Fines, Civil Fines, and Statistics around the BP Oil Spill

Just how much oil is spewing into the Gulf of Mexico daily? Who’s gonna foot the bill? What, exactly, will they be paying for, and how much? It seems like BP had their answers to those questions worked out weeks ago. Now, the government is taking a closer look. as a result of the Deepwater Horizon crisis, the three questions up top have taken center stage.

One week after BP admitted underestimating the amount of heavy crude leaking into the Gulf

First, the daily leakage numbers.

Backpedaling by corporate higher-ups to the contrary–Where did you hear that? Well, it wasn’t from us!–it seems the old 5,000-barrel-per-day leakage figure was first floated by BP officials in interviews with many publications in mid-May, according to the Houston Chronicle.

Subsequent reports that BP was collecting that much per day via emergency insertion tube while live video showed much of the oil still gushing freely cast doubt on the claims.

More recent estimates have ranged from 70,000-95,000 barrels a day, and even BP’s own executives admit they don’t know how to measure the spill.

Those initial lowball estimates, by the way, would have saved BP “millions of dollars in damages when the financial impact of the spill (was) resolved in court,” according to legal experts. Funny how that works.

Or doesn’t…

As it turns out, BP may actually be on the hook for quite a bit more:

“A clause buried deep in the U.S. Clean Water Act may expose BP and others to civil fines that aren’t limited to any finite cap–unlike a $75 million limit on compensation for economic damages. The Act allows the government to seek civil penalties in court for every drop of oil that spills into U.S. navigable waters, including the area of BP’s leaking well.

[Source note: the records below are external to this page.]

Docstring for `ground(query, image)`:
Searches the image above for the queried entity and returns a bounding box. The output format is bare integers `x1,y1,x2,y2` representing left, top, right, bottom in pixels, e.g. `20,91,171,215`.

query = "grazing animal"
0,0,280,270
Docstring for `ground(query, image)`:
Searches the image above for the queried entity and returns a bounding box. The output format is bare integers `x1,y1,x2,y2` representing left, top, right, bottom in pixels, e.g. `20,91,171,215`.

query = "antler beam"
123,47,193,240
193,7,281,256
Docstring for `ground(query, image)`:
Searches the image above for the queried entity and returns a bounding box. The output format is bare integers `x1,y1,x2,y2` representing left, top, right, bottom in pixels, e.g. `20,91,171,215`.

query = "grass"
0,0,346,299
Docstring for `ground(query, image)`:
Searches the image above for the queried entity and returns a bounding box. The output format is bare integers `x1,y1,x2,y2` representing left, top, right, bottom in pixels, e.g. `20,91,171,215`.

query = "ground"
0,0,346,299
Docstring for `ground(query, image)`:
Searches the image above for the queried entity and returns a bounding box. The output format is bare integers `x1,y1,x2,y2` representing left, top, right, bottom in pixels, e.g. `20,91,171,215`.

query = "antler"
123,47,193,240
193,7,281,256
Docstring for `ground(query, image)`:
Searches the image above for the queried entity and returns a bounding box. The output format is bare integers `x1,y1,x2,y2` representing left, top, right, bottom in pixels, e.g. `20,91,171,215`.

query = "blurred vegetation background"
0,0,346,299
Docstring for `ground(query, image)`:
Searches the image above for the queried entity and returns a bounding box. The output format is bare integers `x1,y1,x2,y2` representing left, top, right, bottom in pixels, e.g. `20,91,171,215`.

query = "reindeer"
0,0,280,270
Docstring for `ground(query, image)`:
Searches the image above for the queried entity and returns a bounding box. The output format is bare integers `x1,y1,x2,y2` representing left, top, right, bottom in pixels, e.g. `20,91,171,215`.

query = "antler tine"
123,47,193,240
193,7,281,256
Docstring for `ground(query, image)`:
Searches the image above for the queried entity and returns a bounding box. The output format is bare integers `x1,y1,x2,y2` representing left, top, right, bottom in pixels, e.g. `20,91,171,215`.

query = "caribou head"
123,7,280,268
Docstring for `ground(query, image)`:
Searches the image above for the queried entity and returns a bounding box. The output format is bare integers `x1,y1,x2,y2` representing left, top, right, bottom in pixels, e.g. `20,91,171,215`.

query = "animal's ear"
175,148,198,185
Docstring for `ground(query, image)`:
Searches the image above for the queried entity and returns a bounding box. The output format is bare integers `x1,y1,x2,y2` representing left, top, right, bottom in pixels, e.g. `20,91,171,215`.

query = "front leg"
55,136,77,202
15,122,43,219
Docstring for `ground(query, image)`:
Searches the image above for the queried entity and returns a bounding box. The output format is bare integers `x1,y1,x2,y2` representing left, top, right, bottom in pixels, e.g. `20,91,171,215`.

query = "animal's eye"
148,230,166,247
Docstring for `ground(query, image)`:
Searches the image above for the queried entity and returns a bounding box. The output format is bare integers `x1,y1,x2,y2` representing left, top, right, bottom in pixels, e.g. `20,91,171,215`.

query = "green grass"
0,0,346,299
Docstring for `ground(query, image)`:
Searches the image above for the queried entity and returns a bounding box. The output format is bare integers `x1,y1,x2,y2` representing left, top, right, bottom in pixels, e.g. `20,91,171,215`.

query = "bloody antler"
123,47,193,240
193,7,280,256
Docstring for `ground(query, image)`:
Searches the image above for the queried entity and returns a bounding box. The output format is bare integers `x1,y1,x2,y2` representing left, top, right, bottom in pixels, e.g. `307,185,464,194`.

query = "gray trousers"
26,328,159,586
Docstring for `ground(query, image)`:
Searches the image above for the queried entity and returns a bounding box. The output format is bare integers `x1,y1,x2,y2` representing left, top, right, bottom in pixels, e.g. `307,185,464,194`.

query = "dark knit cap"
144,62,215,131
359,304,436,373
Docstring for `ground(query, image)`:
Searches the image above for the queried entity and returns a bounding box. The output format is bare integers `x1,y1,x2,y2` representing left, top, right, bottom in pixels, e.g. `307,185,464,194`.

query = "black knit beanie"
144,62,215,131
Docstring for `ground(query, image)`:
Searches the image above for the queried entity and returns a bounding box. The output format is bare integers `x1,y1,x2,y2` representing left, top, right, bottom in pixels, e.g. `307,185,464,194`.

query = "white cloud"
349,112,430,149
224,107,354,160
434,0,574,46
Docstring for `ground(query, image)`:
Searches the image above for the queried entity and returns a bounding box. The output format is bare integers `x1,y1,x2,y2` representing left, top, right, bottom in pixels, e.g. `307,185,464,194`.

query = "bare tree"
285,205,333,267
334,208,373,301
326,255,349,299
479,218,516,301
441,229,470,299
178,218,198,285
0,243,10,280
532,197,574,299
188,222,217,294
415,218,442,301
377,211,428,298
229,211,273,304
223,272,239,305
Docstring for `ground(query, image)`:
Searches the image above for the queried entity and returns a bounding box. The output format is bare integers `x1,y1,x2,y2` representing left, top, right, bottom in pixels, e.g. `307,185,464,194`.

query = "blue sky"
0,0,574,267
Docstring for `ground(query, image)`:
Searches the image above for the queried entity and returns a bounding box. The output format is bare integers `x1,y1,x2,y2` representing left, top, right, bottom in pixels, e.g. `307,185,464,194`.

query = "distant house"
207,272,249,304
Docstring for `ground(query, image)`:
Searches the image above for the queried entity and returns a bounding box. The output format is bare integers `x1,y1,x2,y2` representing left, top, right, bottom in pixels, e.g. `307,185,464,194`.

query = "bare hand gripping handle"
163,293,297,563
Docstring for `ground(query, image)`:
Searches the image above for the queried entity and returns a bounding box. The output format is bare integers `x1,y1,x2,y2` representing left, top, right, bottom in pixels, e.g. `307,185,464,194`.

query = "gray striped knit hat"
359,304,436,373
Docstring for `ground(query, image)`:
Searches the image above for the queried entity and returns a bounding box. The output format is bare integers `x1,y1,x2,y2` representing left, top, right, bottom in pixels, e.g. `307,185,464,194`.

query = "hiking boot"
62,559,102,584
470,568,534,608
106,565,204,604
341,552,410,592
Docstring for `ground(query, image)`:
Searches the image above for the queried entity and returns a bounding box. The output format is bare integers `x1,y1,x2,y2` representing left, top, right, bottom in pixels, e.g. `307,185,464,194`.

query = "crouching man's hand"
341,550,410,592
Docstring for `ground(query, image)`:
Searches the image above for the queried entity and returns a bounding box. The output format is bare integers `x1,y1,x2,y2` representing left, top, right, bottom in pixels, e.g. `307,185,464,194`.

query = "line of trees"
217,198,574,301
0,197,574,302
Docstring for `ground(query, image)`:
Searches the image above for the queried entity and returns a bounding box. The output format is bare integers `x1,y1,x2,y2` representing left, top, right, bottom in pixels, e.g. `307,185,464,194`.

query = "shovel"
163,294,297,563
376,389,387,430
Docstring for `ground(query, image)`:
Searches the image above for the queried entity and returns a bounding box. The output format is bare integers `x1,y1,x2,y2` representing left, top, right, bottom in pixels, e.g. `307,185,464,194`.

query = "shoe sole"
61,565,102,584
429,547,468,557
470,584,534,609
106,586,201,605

As a result, the U.S. government could seek to fine BP or others up to $4,300 for every barrel leaked into the U.S. Gulf, according to legal experts and official documents.

Of special interest is the heretofore under-discussed possibility of civil fines. Most of the culpability talk has centered on compensation for devastated fishing communities and the cost of attempting to clean up the shattered Gulf ecosystem. If the CWA clause, which was added in the wake of the Exxon Valdez spill to deter corporate inattention, holds for the BP disaster, the EPA would be able fine “any party whose negligence results in an oil spill in U.S. federal waters”:

The basic fine, according to the act, is $1,100 per barrel spilled. But the penalty can rise to $4,300 a barrel if a federal court rules the spill resulted from gross negligence.

With a huge price tag looming in dollars, livelihood lost, and indefinitely soiled wetlands, it is more important than ever that we get a full and accurate impression of the extent of the leak…and that the impression not come from the guys with the checkbooks. NWF CEO Larry Schweiger, testifying recently before the House Transportation & Infrastructure Committee:

The Gulf of Mexico is a crime scene and BP cannot be left in charge of assessing the damage or controlling the data from their spill. The public deserves sound science, not sound bites from BP’s CEO.